The Jack Bruce Band
Live '75

(Polydor)

La recente ristampa dei primi album solisti di Jack Bruce ha costituito un non piccolo motivo di felicità per i numerosi fan del musicista scozzese, adesso finalmente in grado di fornire concretissime prove a quelli del "Jack Chi?". Cosa più importante, è stato colmato un vuoto nella storia del rock che conta. E' infatti di per sé evidente che Songs For A Tailor (l'esordio del 1969) e Harmony Row (del 1971), con il terzo Out Of The Storm del 1974 a situarsi solo qualche gradino più in basso, sono raccolte coraggiose e riuscitissime di canzoni dalla durata compatta ma dai confini sterminati, laddove l'originalità compositiva ha ben sfruttato le possibilità insite nel linguaggio melodico, armonico e ritmico grazie a un amplissimo retroterra stilistico e a possibilità tecniche prodigiose, innanzitutto al basso elettrico (strumento che più di chiunque altro Bruce ha contribuito a inventare, e al quale ha fornito una voce assolutamente personale), ma anche al piano, all'organo, all'armonica, al violoncello; per tacere di quella inconfondibile vocalità. Le ristampe in questione si articolano in una serie organica e decisamente ben curata, contraddistinta da una rimasterizzazione digitale estremamente rispettosa, dal suono né tagliente né ipercompresso (un fatto oggi decisamente non comune), da libretti con foto inedite o rare e da note di copertina esaustive e attendibili.

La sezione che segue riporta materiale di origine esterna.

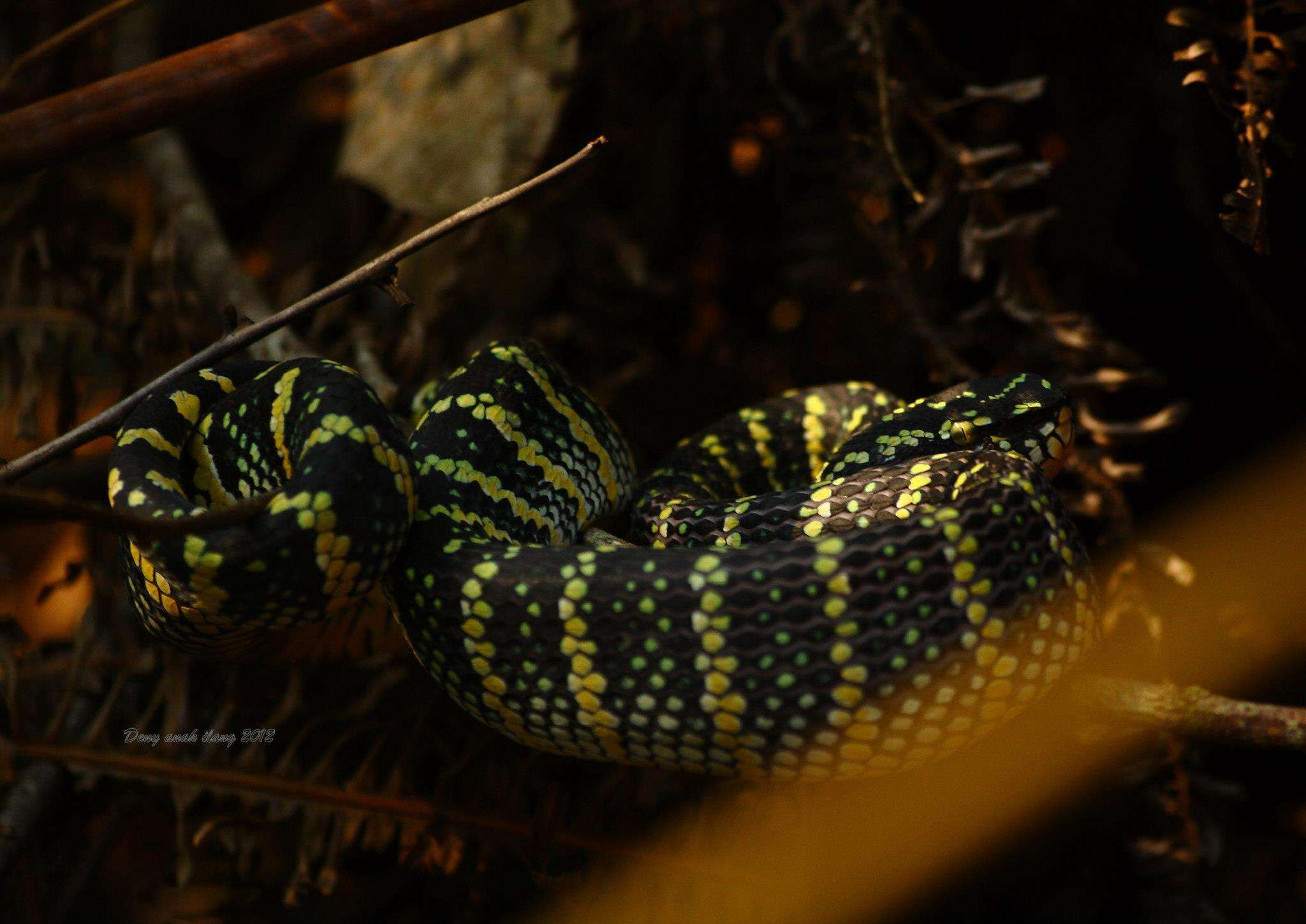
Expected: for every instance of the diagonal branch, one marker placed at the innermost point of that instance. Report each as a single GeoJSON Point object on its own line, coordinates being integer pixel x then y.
{"type": "Point", "coordinates": [68, 36]}
{"type": "Point", "coordinates": [371, 273]}
{"type": "Point", "coordinates": [220, 72]}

Il neofita darà inizio all'esplorazione partendo dagli album di studio già citati. Live '75 è invece destinato a suscitare interesse e curiosità soprattutto in chi è già un frequentatore attento dell'opera di Bruce. Il motivo è presto detto: il disco - contenente un concerto inedito di due ore registrato alla Free Trade Hall di Manchester il 1° giugno del 1975 - è l'unica testimonianza ufficiale del quintetto con Mick Taylor e Carla Bley, formazione che all'epoca dei fatti pareva destinata a raggiungere vette entusiasmanti ma che invece si sciolse quasi immediatamente senza produrre alcunché. Una documentazione parziale era stata offerta dalla prima parte di Live On The Old Grey Whistle Test ('98), CD contenente registrazioni radiofoniche; ma un suono decisamente non ottimale e un repertorio sbilanciato in favore dei brani più brevi lo rendevano testimonianza tutt'altro che definitiva. Va detto a onor del vero che anche il suono di questo Live '75 - sbrigativamente missato dal multitraccia nell'agosto successivo al concerto e riversato in digitale lo scorso anno - è tutt'altro che perfetto, ma qualità e varietà del materiale rendono il fatto decisamente sopportabile.

La formazione suona compatta e ben affiatata, già in condizione di navigare con sicurezza le acque perigliose delle composizioni del leader. Bruce Gary è batterista solido e versatile, perfettamente in grado di riprodurre con scioltezza quelle parti che in studio erano state suonate da musicisti stilisticamente molto diversi tra loro. Ronnie Leahy è soprattutto il pianista acustico ed elettrico (l'immancabile Fender) destinato a fornire le coordinate del suono, compito che assolve con pertinenza ed eleganza. Mick Taylor - che da non molto aveva abbandonato i Rolling Stones - è il "chitarrista rock": senz'altro efficace nei momenti più "stomper" (Keep It Down) o blues (la sezione di Post War che in origine vedeva Bruce all'armonica, dove Taylor fa saggiamente ricorso al sapiente bottleneck), forse un po' a disagio quando la cornice richiederebbe una diversa consapevolezza armonica - vedi il bellissimo finale dilatato di Smiles And Grins, dove il Mellotron di Carla Bley crea un'aria non poco crimsoniana. La Bley è impegnata soprattutto all'organo Hammond, strumento dove produce quel suo timbro inconfondibile (riusciamo a immaginarlo su Sunshine Of Your Love, qui offerta come bis?), e al Mellotron; sempre di gusto - e sempre estremamente appropriate - le parti che riproducono essenzialmente quanto lo stesso Bruce aveva suonato in studio, belle le innovazioni - vedi il Mellotron "cosmico" che fa capolino ogni tanto e l'Hammond di Tickets To Waterfalls, dove (a partire da 10') sembra proprio di ascoltare una diretta anticipazione di Dinner Music.

Forti del senno di poi, non è difficile indovinare cosa non avrebbe funzionato. Ma proprio per qualche ingenuità - e per alcuni momenti dove forse si procede un po' a tentoni - quest'album è una testimonianza forte di una dimensione concertistica che diremmo oggi quasi totalmente scomparsa, laddove la ricerca di sintesi e di soddisfazione (artistica, non monetaria!) che aveva luogo sul palco non si situava al triste livello del minimo comun denominatore, comunque camuffato.